What is it like to grow up black and male in the United States? Ta-Nehisi Coates, author of the highly acclaimed Atlantic article on reparations, tells us in Between the World and Me, a memoir cum extended letter to his fifteen-year-old son. It is a life in which you don’t have final control over the most basic aspect of human existence–your own body. Your body can be thrown in prison or shot or just pushed aside at most any time for most any reason with little recourse.
As a result,
writes Coates, parents often dole out harsh physical punishment to their children. Why? Because they are scared that if they don’t teach their children the limits of their lives, they will get something worse from police or the system.
Coates highlights two other key phases of his development. One is going to Howard University where he reveled in the diversity of lifestyles, thought and personalities in a setting that embraced and affirmed all that was black.
The other was going to live in France for a while. Though quite afraid of encountering this very alien culture, he found it a revelation to be in a society that was free of the same history and patterns as the United States. In France he had a body he could call his own.
France was not perfect, however. There he found other kinds of hatred and prejudice. After all, no matter where you go, people are always there.
What is
missing, then, from Coates’s book, by his own admission, is hope. As an atheist, he has not embraced any spiritual life or the black church itself, the institution he says “that has, so often, been the only support for our people” (p. 139). Though he doesn’t see things getting better, he still can’t help trying to help his son navigate a world that is not friendly, trying to alert people through his journalism to the injustices that surround us, trying to inform a wide range of readers about black life as they read over the shoulder of his son.
While this brief book will not be an easy read for white people, it is an important one for understanding the height and depth of the wall between the world and people like Coates.

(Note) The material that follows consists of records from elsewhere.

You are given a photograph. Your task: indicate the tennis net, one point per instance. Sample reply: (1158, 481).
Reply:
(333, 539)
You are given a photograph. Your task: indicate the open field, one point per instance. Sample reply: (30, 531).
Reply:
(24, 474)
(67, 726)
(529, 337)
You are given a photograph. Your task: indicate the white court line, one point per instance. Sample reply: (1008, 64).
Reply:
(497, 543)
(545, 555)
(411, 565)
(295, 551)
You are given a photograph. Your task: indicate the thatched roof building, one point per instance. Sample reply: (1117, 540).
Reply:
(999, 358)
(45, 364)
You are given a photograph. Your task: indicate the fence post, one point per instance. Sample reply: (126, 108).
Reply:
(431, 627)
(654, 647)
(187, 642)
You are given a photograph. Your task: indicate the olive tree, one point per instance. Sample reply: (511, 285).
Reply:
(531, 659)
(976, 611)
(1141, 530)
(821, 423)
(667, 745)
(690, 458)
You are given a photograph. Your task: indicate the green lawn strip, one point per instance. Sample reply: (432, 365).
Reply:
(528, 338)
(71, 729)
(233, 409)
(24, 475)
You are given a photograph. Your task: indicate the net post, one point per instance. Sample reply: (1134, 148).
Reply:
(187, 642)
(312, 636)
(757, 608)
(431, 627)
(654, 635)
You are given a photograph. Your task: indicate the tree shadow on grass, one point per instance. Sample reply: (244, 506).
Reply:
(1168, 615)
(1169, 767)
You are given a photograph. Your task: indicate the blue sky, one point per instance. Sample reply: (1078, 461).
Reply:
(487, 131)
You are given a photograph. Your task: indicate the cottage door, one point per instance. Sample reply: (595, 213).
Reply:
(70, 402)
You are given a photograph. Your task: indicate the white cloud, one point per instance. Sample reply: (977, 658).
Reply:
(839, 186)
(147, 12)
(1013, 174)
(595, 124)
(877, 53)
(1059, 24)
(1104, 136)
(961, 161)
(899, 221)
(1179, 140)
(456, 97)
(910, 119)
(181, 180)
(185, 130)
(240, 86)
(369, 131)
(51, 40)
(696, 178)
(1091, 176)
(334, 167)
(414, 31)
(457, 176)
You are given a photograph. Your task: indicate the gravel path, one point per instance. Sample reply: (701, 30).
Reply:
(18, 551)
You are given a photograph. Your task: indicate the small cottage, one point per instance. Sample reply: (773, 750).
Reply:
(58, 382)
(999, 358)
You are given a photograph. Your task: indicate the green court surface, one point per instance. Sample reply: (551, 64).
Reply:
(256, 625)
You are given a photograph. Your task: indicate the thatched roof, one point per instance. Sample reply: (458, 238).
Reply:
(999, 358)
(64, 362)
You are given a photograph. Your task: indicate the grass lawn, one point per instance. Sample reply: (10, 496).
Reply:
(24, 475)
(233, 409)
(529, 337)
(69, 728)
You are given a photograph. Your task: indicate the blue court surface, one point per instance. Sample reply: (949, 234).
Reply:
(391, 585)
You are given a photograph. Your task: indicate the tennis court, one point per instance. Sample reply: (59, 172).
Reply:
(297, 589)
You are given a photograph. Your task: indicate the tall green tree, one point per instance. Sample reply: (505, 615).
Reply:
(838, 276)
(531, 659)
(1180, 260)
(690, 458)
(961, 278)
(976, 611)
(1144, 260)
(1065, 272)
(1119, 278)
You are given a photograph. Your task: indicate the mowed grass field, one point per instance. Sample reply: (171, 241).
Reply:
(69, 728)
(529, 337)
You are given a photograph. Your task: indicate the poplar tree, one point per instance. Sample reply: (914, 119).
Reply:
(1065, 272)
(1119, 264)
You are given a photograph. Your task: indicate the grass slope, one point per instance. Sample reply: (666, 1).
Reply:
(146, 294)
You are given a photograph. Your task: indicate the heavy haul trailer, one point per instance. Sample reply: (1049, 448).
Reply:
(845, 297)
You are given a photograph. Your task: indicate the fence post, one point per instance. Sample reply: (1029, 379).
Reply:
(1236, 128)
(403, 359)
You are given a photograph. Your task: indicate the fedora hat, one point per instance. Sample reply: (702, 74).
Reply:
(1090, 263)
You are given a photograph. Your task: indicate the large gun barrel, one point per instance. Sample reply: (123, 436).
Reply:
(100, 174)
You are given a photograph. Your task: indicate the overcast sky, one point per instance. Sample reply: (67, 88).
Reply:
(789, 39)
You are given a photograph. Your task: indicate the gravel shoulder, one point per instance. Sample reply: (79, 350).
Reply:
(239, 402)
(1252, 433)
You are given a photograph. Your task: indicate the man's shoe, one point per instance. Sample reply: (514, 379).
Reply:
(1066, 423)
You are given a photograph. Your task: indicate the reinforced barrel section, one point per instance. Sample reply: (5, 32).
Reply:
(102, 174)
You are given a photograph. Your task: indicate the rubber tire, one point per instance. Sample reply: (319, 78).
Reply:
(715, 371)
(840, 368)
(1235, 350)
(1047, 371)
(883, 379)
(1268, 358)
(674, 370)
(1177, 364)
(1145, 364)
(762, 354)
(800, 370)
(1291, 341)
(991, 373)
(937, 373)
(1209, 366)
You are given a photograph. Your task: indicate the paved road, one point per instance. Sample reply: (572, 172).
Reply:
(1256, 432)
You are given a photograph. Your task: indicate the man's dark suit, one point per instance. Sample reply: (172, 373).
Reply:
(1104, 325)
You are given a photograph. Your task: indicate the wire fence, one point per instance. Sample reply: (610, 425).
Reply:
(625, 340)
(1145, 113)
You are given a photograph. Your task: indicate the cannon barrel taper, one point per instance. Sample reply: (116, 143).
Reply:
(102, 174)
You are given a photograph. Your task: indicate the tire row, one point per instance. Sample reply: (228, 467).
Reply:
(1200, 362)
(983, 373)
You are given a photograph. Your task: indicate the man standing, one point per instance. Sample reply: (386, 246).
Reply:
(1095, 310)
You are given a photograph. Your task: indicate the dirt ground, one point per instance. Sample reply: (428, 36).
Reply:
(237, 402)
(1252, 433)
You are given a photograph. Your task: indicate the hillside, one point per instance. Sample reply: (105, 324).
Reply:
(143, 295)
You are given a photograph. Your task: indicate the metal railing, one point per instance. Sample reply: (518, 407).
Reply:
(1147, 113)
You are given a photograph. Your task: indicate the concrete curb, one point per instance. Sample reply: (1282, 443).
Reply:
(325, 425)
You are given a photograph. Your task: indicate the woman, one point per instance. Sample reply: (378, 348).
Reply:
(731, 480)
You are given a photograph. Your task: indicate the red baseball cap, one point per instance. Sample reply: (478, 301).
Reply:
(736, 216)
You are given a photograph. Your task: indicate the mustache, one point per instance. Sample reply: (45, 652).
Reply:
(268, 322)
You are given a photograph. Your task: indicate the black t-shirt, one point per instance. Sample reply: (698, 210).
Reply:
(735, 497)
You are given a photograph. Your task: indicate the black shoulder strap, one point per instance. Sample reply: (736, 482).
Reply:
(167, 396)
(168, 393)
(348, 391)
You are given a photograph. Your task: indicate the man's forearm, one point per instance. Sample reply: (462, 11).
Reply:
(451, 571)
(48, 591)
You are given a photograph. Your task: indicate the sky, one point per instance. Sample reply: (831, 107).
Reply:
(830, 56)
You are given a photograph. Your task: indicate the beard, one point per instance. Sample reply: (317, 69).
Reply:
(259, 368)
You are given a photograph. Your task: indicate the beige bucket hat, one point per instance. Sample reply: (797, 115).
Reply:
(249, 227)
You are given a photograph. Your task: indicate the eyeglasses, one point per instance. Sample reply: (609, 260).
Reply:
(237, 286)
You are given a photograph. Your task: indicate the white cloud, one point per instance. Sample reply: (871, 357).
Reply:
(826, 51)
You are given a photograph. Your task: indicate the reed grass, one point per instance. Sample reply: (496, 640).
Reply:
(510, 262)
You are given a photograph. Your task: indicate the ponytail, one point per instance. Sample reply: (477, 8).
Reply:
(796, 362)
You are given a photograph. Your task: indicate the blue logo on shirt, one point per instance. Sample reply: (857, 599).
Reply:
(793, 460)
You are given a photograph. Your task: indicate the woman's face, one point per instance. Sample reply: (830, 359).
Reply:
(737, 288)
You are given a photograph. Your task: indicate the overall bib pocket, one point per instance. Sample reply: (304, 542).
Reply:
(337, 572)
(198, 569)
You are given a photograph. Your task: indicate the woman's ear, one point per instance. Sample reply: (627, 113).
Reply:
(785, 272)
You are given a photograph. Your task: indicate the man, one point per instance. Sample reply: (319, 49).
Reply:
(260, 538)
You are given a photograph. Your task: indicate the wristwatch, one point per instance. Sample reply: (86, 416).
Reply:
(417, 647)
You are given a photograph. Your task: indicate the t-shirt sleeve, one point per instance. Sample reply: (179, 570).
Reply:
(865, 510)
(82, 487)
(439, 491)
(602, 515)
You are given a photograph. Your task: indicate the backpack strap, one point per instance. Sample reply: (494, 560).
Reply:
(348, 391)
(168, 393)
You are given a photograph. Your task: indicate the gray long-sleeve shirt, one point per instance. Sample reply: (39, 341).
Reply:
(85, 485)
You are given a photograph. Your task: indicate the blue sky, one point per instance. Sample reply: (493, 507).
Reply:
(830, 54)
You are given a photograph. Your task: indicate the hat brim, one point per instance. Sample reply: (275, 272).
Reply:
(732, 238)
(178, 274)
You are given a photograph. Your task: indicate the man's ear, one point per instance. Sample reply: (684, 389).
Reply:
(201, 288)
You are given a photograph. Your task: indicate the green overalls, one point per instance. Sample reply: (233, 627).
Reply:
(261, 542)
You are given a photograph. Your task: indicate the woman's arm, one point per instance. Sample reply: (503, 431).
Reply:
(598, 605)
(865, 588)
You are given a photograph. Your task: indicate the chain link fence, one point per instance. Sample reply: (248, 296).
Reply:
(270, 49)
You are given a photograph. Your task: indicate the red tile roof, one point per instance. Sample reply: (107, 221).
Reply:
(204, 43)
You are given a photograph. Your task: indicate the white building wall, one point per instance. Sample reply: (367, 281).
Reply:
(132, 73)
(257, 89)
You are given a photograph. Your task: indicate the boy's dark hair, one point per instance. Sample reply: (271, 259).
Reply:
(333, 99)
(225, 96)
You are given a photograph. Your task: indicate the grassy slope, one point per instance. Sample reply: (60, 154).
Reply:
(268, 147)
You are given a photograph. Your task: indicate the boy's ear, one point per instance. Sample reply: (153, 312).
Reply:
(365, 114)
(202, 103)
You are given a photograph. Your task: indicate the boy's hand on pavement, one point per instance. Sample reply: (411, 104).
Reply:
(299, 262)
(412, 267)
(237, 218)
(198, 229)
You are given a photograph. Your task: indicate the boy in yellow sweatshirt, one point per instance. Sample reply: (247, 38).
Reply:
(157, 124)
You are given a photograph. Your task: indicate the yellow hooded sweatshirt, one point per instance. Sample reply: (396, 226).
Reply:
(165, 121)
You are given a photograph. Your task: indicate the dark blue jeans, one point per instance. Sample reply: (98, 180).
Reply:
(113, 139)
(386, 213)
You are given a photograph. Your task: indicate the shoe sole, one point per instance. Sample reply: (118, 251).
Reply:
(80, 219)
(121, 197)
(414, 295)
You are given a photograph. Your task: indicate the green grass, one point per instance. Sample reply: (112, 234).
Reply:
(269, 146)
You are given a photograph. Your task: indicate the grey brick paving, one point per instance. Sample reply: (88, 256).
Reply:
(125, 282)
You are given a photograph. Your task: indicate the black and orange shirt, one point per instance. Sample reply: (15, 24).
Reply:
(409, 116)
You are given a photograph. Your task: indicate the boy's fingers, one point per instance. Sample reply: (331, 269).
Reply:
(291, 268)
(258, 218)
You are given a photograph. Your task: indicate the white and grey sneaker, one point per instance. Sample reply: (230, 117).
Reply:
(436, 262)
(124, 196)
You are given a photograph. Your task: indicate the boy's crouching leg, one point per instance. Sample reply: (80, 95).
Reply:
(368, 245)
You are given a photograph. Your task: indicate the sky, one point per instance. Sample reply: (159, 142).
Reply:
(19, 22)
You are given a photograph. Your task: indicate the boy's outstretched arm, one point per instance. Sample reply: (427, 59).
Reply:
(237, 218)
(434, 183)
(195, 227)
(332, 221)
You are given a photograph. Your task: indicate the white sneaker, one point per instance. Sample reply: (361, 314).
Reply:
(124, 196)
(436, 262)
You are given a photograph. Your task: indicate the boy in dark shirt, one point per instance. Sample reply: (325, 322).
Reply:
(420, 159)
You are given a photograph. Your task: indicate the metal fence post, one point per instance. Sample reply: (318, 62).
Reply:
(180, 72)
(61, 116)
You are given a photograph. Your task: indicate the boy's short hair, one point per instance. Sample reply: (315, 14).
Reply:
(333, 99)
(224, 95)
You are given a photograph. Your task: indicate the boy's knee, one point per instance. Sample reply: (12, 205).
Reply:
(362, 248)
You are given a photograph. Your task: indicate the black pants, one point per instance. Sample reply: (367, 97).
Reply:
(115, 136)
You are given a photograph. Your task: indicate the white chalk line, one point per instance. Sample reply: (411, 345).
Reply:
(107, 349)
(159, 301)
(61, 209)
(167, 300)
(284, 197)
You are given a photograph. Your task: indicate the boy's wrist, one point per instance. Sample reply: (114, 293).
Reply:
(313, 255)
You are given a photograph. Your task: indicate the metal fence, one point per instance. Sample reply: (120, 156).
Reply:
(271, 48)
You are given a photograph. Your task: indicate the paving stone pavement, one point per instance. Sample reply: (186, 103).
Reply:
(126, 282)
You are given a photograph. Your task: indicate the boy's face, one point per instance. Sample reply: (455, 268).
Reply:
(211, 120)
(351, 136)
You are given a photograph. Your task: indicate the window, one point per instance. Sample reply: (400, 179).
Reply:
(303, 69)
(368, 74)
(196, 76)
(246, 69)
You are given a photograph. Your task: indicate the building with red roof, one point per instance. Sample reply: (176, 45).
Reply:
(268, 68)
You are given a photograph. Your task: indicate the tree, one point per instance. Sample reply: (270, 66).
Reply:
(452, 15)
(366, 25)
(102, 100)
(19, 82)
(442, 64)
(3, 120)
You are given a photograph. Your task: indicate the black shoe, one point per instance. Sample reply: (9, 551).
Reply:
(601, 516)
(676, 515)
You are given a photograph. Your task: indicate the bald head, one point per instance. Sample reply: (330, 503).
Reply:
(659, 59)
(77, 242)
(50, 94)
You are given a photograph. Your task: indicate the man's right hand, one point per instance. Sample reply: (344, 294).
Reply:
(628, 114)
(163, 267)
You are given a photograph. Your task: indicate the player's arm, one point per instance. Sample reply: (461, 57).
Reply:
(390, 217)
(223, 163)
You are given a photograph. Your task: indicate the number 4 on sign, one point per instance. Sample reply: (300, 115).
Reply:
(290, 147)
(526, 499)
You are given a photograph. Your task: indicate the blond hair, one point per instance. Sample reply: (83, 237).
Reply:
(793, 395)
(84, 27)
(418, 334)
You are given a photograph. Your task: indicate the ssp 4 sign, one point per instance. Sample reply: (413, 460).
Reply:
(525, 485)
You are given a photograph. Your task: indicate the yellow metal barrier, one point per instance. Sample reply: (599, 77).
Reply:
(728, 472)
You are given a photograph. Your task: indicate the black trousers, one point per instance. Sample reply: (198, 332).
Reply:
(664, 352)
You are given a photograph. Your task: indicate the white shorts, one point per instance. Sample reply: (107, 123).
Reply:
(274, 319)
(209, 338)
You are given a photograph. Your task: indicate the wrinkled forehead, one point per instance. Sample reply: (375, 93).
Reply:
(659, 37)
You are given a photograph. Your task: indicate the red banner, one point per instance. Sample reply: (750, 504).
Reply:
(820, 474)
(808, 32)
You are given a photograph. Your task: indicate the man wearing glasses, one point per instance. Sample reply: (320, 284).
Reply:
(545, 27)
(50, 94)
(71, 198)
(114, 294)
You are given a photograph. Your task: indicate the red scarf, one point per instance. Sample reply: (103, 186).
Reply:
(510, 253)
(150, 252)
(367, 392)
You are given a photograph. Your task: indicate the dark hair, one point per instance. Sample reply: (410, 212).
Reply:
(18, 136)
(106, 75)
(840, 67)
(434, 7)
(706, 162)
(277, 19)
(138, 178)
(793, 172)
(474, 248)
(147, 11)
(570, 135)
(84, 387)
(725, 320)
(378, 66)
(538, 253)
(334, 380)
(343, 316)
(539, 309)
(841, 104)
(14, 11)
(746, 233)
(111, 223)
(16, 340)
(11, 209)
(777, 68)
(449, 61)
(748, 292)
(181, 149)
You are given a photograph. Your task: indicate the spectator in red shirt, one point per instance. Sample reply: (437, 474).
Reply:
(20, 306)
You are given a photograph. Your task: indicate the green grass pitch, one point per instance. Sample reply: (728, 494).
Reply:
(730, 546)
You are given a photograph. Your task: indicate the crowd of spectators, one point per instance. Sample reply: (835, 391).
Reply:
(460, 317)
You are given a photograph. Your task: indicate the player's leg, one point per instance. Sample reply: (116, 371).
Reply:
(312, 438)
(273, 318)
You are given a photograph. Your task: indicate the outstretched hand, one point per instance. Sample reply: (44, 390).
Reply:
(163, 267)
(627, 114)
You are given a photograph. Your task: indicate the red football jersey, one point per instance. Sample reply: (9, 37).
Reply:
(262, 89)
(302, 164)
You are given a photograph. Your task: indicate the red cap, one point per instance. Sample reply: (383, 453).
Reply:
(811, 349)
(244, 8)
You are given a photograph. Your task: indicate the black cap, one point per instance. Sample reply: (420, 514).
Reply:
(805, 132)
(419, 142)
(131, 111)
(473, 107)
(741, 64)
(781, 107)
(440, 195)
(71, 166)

My white friends sometimes tell me it’s just not this way. My black friends tell me it is very much this way. I tend to believe the people who have been black more than those who haven’t.
I’m reading this book right now, about halfway through. Much to ponder. And your reading of it as accurate and “without hope” present in Coates’s thinking is spot-on. We need to read it and understand our world just a little better by doing so.
I wish I could summarize the book with the same elegance as Andy. As white people, I feel we must do as much as possible to get this book in the hands of as many people as is feasible. Unless more of us can understand (without living the experience ourselves) we won’t be able to contribute anything to this unacceptable state of being.